Cette confession se frotte maintenant à Franz Borkenau, macro-historien sur les civilisations, dont les travaux ont mis en exergue les positions opposées relativement au phénomène de la mort dans ce qu’il appelle l’ « antinomie de la mort » et qui procède de l’alternative suivante : l’obsession de l’immortalité ou l’acceptation de la mort :
« La série commence inéluctablement par les Egyptiens qui, avec leur construction de pyramides, leurs momifications et leurs vastes cartographies de l’au-delà, ont érigé un monument jusqu’ici impressionnant à leur obsession de l’immortalité – et qui plus est d’une immortalité comprise aussi dans un sens corporel. L’antithèse de l’égyptianisme a été développée par les civilisations suivantes, celles de l’acceptation de la mort, que nous appelons, dans notre perspective actuelle, l’Antiquité – on y trouve en premier lieu les Grecs et les Juifs, mais aussi, en deuxième lieu,, les Romains » (p. 39)

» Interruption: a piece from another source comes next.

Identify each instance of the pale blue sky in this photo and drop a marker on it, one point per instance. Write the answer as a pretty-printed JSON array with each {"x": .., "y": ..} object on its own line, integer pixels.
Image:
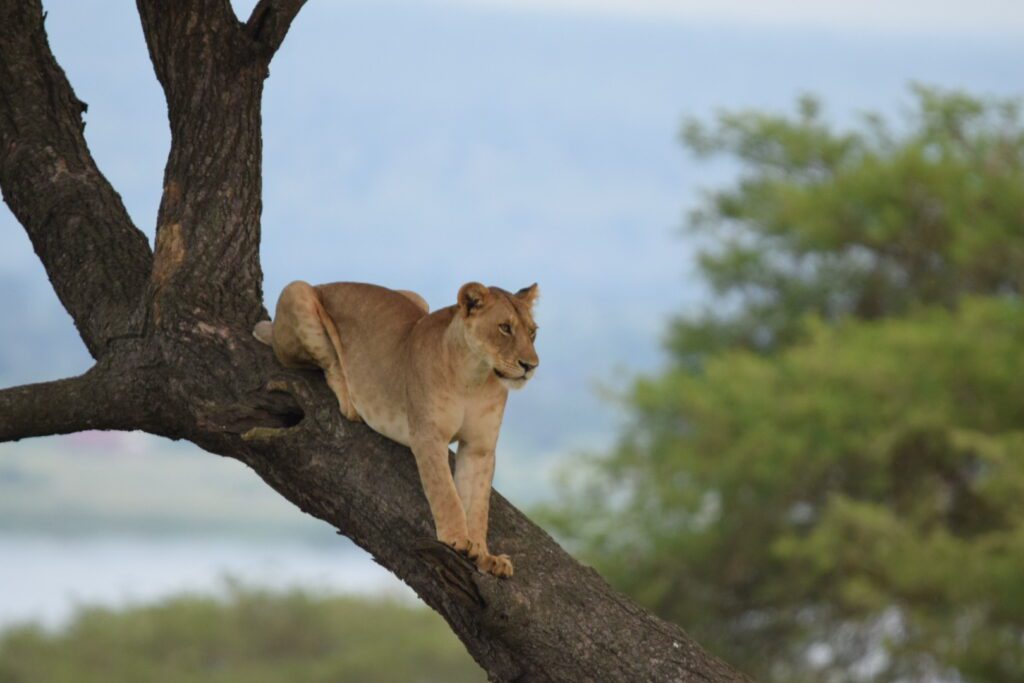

L’acceptation de la mort à Jérusalem et Athènes et Rome a polarisé les énergies sur la vie publique plutôt que sur la survie. Elle a été suivie par un retour à l’immortalisme à travers l’ère chrétienne : « le souci égyptien du corps éternel n’a connu une postérité indirecte que dans le culte catholique des reliques » (p. 41). Puis ce fut un retour à l’acceptation de la mort à travers les Temps modernes qui débutent à la Renaissance. L’intérêt porté à Borkenau réside moins dans la notion de progrès qu’une civilisation pourrait témoigner par rapport à la précédente, que dans le principe d’alternance oscillatoire « qui se fonde sur une antinomie objectivement insoluble ou sur une double vérité inévitable et irréductible » (p. 42). De là Sloterdijk en vient à Derrida :
« On pourrait décrire le procédé déconstructif comme un mode d’emploi pour la passation des églises et châteaux de l’ancien régime métaphysique et immortaliste entre les mains du Tiers-Etat des mortels » (p. 43).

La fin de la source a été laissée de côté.